X’ntigone (pronounced Zan tig on e) is trying to take back control of her identity and put distance between herself and her imperialist family. A plague has consumed the land, and when her brother Polynices protested at the draconian action, he was silenced – permanently – and a live stream of his corpse serves to dissuade others from rising up. X’ntigone has been under house arrest (or ‘quarantine’) and we witness King Creon’s attempt to get his niece to voice her support for him in the hour before he formally opens the Festival of Liberty.
You don’t need to be familiar with the original Sophocles play to understand this clash of political expediency and a youthful generation who want to challenge the old power structures. We even watch as the system actively mutes a voice it doesn’t want to hear.
“I’m not an old man’s story any more” asserts X’ntigone, later saying, “You’re just a ghost who doesn’t know he’s dead yet?” But right from the start, there’s a sense that X’ntigone is beaten. Her self-harming is the only real control she has. And when Creon looks like he’s losing ground, he’s really several steps ahead
Darren Murphy’s rich text – nearly too rich – is laced with phrases and nods to the kind of language and rhetoric we’ve heard from the Johnson government over the last two years. It’s a very contemporary piece of theatre.
X’ntigone is full of loss and calculated sacrifice. Murphy questions both authoritarian restrictions and the actions of those who challenge them. But don’t mistake it for a crass depiction of anti-vaxxers raging against the state. The different sides are much more interesting and full of nuance, full of aspiration and determination.
“We don’t live in a democracy, we live in its echo.”
Can anyone really hope to escape the people in power, particularly when they are already acutely aware of their weaknesses and past dark secrets?
The playwright sums it up well in the programme: “X’ntigone isn’t about the pandemic, but what the pandemic reveals to us about our democratic institutions, a contest between two irreconcilable worldviews.”
This 70-minute two-handed production is set around X’ntigone’s subterranean triangular glass cell that sits in the middle of a room hewn into the rock.

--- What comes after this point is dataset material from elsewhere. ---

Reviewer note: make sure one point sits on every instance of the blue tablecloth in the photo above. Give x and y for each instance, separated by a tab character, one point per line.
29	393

The roof on Ciaran Bagnall’s set adds to the pressure, while Garth McConaghie’s sound design (with speakers dotted around the stage and the audience) envelopes the action right from the opening round of applause and emphasises X’ntigone’s physical and aural isolation. You’ll not get an aural experience like that on a webcast!Little moments of script lunacy – the audience have a right old giggle at the mention of Lionel Richie – lightened the mood. Eloïse Stevenson spends the entire play trapped in her modernist dungeon while Michael James Ford is trapped on outside by his role and need to cling onto power.
With only a few square metres to play with, Stevenson evolves her character’s mood and demeanour, revelling in catching out powerful Uncle Creon before he crushes her optimism once more. Ford delivers a very stately performance – Creon probably enjoyed an Oxbridge education and a Savile Row tailor on his way to the throne – calm under pressure, and rarely needing to raise his voice. Emma Jordan’s fine directorial control of eyelines and height adds to the power play and gives it a stamp of real quality.
A coproduction between Prime Cut and The MAC, X’ntigone continues at Cathedral Quarter venue until 13 February.